2004 Denver Annual Meeting (November 7–10, 2004)

Paper No. 3
Presentation Time: 2:05 PM


MADDEN, Andrew S. and HOCHELLA Jr, Michael F., Dept. of Geosciences, Virginia Tech, 4044 Derring Hall, Blacksburg, VA 24061, amadden@vt.edu

Reduction of ferric (hydr)oxides has been shown to be an important process in freshwater, oceanic, and atmospheric systems, all settings where nanocrystalline iron (hydr)oxides are abundant. Laboratory studies have attempted to relate photochemical reactivity to mineral structure and crystallinity, but the role of particle size has not yet been directly tested. Photochemical reduction of hematite has been found to be relatively inefficient; electron-hole pairs recombine after an average diffusive length of only a few nanometers. As the dimensions of the particles approach this length, trapping of electrons at the particle surface as Fe2+ is expected to compete significantly with recombination. In addition, changes in the geometric and electronic structure of nanoparticles should affect photochemical reactivity as a function of size.
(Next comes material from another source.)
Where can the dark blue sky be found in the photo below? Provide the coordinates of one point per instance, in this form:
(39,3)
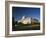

In this study, hematite nanoparticles have been synthesized with an average diameter of 9 nm. Ferrous iron production has been measured with and without irradiation with a UV lamp to determine photochemical reactivity using oxalate solutions (pH 4). Comparison with natural powdered hematite (150-200 nm size fraction) suggests the 9 nm particles are approximately 40 times more efficient at ferrous iron production under UV illumination than the larger hematite, and approximately twice as efficient when normalized to surface area. Further experiments, including those with 7 nm and 40 nm hematite particles, will investigate the release of metals and metalloids such as lead and arsenate as a result of irradiation, this related to transport and distribution of these metals in natural waters.